The Men’s Wearhouse experienced a decline in customer traffic and a subsequent drop in retail clothing sales during the second quarter ended Aug. 3, and has lowered its guidance as a result.

"Retail clothing sales during the second quarter were below our internal plan as we experienced a decline in customer traffic compared to last year’s second quarter. We believe this is primarily due to macro issues affecting the apparel retailing space," explained Doug Ewert, president and CEO. "Despite the difficult economic climate, we remain committed to our operating and capital allocation plans that were laid out earlier this year. Throughout the past six months we have improved financial flexibility, purchased the American designer brand Joseph Abboud and its U.S. manufacturing operations, and repurchased approximately $152 million of our shares; and we continue to evaluate strategic alternatives for our K&G operations.

In July, the company signed a definitive agreement to acquire JA Holding, Inc., the parent company of the American clothing brand, Joseph Abboud, for approximately $97.5 million in cash consideration, subject to certain adjustments. The transaction closed on Aug. 6 and was funded with the $100 million term loan available under the company’s credit facility.

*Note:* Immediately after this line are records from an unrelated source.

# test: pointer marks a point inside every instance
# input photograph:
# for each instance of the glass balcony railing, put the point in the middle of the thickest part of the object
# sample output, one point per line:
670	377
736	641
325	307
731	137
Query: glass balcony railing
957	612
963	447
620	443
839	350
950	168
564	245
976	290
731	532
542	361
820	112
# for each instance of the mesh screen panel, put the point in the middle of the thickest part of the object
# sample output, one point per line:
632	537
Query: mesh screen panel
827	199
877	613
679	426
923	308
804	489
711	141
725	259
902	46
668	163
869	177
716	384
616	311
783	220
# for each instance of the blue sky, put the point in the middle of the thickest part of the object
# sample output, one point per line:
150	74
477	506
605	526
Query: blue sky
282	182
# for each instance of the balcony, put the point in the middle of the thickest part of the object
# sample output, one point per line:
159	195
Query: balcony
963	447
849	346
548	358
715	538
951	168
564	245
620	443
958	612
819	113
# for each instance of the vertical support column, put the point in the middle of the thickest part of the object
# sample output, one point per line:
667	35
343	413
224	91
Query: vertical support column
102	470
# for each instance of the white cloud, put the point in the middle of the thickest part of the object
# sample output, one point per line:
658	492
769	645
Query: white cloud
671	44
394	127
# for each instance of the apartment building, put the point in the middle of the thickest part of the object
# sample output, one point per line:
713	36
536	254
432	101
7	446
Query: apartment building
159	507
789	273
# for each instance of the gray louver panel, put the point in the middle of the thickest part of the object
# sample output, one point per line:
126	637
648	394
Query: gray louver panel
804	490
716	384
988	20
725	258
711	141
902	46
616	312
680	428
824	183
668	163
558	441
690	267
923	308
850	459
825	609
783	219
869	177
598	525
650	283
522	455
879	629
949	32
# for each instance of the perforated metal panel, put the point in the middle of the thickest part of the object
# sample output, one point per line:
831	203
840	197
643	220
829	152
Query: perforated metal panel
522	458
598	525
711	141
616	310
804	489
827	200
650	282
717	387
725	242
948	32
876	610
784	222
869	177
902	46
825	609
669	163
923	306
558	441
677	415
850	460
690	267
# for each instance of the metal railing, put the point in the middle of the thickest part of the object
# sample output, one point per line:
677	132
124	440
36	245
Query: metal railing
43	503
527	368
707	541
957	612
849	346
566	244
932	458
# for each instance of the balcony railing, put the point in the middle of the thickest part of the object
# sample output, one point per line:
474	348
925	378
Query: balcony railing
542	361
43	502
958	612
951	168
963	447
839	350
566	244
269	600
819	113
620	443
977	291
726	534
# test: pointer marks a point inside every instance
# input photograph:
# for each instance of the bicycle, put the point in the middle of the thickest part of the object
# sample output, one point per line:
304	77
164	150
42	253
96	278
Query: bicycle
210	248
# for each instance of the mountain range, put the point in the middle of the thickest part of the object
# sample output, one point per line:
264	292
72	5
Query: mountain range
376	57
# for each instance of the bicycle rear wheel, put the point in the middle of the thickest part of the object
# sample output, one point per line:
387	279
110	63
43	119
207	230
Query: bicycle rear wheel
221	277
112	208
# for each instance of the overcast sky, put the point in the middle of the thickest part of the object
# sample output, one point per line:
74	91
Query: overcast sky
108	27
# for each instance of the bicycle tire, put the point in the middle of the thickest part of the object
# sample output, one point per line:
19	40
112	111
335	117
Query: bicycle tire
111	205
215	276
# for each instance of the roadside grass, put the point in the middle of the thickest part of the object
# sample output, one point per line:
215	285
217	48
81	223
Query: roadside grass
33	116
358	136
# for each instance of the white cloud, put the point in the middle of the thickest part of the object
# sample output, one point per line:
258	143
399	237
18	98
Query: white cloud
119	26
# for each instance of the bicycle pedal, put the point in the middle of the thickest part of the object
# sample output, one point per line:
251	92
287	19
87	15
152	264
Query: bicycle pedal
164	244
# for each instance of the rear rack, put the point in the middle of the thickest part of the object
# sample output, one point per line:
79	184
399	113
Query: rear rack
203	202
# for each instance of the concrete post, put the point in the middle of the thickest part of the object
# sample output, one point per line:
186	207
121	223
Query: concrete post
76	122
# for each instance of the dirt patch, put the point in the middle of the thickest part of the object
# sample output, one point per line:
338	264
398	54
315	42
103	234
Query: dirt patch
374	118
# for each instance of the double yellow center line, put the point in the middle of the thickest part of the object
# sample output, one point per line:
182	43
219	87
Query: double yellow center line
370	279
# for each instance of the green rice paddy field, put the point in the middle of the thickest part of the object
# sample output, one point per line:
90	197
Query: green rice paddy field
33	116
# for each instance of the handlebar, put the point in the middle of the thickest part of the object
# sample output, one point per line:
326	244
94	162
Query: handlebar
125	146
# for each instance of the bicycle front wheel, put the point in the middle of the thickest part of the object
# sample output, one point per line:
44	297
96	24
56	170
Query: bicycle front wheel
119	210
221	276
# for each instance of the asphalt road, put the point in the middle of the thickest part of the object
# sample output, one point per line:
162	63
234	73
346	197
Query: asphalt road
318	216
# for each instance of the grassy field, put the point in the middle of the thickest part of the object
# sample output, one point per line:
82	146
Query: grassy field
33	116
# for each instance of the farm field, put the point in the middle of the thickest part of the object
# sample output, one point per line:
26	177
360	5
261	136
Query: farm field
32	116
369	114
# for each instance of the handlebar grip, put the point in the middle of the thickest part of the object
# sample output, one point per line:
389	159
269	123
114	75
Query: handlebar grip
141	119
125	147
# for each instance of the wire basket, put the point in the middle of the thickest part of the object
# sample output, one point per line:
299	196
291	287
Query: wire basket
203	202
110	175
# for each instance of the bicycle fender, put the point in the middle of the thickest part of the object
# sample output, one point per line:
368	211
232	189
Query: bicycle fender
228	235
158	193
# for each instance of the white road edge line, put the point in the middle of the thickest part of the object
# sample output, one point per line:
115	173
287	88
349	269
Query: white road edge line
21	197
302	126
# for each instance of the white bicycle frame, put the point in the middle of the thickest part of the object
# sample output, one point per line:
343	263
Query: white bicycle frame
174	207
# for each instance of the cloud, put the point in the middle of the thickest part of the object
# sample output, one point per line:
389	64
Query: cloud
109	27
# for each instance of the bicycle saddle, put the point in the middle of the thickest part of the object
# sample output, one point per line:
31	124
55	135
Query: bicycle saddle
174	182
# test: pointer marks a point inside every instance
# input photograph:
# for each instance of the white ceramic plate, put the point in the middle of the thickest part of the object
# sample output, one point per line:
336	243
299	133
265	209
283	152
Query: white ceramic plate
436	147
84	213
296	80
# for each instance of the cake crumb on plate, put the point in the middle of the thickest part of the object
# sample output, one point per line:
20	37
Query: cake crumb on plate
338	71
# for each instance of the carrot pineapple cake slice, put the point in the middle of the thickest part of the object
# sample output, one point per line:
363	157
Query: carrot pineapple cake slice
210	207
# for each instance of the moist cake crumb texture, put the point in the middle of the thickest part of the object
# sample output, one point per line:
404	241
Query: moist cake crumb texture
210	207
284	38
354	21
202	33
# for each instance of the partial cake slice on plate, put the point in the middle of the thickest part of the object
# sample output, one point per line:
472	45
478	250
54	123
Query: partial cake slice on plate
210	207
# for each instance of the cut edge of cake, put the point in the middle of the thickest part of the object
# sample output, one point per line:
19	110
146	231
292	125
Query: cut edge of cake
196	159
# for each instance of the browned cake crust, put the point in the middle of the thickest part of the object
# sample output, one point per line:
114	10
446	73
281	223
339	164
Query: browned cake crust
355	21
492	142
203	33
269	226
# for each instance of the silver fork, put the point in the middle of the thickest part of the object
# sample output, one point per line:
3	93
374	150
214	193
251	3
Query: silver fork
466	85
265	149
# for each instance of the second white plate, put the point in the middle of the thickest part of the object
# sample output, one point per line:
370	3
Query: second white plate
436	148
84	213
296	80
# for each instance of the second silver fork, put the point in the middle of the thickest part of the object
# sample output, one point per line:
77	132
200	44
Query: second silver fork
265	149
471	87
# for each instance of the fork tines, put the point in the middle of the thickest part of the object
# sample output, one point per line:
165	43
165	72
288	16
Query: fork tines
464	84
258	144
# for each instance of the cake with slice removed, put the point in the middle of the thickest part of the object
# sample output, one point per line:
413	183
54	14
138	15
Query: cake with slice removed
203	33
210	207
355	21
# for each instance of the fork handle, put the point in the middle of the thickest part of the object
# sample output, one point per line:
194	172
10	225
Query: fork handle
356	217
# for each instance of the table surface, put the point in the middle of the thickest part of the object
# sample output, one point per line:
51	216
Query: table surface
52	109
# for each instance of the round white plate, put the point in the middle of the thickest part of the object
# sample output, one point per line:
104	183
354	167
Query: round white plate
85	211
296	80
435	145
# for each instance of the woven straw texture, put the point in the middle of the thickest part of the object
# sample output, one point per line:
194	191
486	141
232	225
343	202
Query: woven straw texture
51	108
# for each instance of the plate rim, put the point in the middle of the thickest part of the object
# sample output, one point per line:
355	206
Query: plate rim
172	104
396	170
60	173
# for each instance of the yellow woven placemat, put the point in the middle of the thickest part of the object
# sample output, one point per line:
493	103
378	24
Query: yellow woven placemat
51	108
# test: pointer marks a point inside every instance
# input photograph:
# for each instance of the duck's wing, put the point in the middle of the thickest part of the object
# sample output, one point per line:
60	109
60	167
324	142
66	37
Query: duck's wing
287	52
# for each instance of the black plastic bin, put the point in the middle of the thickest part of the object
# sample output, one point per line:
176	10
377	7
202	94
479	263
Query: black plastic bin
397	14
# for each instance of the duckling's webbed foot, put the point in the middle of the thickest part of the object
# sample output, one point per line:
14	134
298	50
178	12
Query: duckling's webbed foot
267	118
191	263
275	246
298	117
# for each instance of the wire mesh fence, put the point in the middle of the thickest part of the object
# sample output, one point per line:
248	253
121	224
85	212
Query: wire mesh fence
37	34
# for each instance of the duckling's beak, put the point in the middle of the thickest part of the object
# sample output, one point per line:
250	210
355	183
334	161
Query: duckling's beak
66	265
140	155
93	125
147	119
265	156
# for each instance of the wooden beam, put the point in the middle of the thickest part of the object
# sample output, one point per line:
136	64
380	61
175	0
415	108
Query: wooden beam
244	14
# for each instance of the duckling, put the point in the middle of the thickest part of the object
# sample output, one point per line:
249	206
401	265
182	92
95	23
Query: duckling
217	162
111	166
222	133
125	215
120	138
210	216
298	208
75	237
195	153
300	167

Total net sales for the quarter decreased 2.3% to $647.3 million from $662.3 million for the same prior year period. Retail segment sales for the quarter decreased by 1.9% or $11.2 million and corporate apparel sales decreased by 6.6% or $3.8 million as compared to the prior year quarter.

Net sales at core flagship brand Men’s Wearhouse stores, which represented 66% of total second quarter sales were down 0.7% from last year’s second quarter sales. Comparable store sales increased 0.7%, but were below internal expectations. The higher margin tuxedo rental revenues comparable store sales increased 0.4% in the quarter.

Moores, the Canadian retail brand, represented 12% of total second quarter sales, had a comparable store sales decrease of 4.9% due mainly to decreased average transactions per store and units sold per transaction that more than offset increased average unit retails. K&G represented 13% of the company’s total second quarter sales and had a comparable store sales decrease of 3%.

The corporate apparel segment, which represented 8% of total second quarter sales, had a sales decrease of 6.6% due mainly to an expected lower level of customer-directed new uniform rollouts in the U.K.

The consolidated total gross margin was down 3.6% with the total gross margin rate decreasing 65 basis points primarily because of an Easter-related shift in tuxedo revenues and the deleveraging of occupancy costs. The retail segment total gross margin was down 3.4% and the corporate apparel gross margin decreased 6.1%.

The company remains confident about its merchandising and operating strategies, but citing concerns about "the current macro trends in the apparel industry," it is lowering its comp store growth assumptions by approximately 2% at Men’s Wearhouse and Moores, resulting in a full year expectation of adjusted earnings per share of $2.40 to $2.50.